Bad news for Wolfs of Wall Street. New research shows power-seekers the likes of Jordan Belfort — who climbing the ladders of social and corporate status through aggressive, competitive efforts — face significantly higher risks for heart disease.
The findings, by psychologist Timothy W. Smith and colleagues at the University of Utah, also suggest kinder, gentler successful types — who attaining higher social status as the result of prestige and mutual respect — fare better, when it comes to health.
The conclusions, presented at the annual meeting of the American Psychosomatic Society this week in Savannah, are based on four studies that gauged the health effects of what researchers called the “hostile-dominant personality style” compared with the “warm-dominant style.”
Among the study findings:
- In surveys with 500 college students, hostile-dominant types reported greater hostility and interpersonal stress — risk factors for cardiovascular disease.
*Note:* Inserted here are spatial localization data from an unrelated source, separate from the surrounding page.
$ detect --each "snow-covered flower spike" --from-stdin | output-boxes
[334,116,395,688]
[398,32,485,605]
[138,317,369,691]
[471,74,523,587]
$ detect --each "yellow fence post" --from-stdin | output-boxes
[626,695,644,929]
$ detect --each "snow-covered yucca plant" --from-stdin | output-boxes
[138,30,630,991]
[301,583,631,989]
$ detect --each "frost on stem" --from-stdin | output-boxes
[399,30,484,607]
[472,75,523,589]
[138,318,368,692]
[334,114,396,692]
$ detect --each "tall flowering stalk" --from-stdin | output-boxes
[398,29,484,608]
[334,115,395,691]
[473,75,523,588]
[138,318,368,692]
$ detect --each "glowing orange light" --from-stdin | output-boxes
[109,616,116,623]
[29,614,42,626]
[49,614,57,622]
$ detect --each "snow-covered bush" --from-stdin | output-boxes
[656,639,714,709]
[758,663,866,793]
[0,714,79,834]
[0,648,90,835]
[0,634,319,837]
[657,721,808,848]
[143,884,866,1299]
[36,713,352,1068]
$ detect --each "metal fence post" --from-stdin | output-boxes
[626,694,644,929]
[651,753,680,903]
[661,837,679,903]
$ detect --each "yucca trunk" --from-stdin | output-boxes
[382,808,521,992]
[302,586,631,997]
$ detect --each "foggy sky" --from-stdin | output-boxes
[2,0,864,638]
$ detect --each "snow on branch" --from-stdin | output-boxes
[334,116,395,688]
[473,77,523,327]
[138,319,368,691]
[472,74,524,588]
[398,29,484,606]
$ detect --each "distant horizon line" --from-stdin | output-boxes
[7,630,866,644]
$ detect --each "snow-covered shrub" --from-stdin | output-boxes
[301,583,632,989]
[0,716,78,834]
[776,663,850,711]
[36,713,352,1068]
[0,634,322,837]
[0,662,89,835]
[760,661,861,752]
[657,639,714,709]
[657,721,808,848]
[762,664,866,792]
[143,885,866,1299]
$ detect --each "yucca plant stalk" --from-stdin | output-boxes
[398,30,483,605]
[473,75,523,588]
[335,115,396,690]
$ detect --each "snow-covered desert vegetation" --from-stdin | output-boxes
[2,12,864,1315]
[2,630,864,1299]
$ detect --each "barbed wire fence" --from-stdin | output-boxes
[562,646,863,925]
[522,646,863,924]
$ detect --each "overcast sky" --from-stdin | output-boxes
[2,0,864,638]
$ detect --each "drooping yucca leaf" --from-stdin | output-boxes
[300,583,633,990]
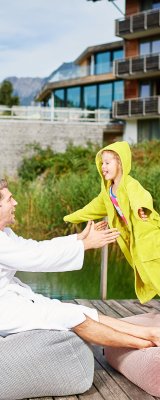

- Blood pressure tests of 180 undergraduates found people with hostile-dominant personalities had bigger increases in blood pressure when interacting with a dominant partner, but not with a deferential one.
- In a third study with 94 young, married couples, Smith and colleagues found that hostile-dominance in men was linked with higher blood pressure recorded throughout the day with a wearable monitor, but not among women.
- And research involving 154 older, married couples found a warm-dominant style was associated with less conflict and more support, while a hostile-dominant style was associated with more severe atherosclerosis in men and women.
"It's not a style that wears well with other people," Smith says, of people with hostile-dominant traits. "But there is some evidence that it is possible to teach old dogs new tricks, and if you do, it can reduce coronary risk."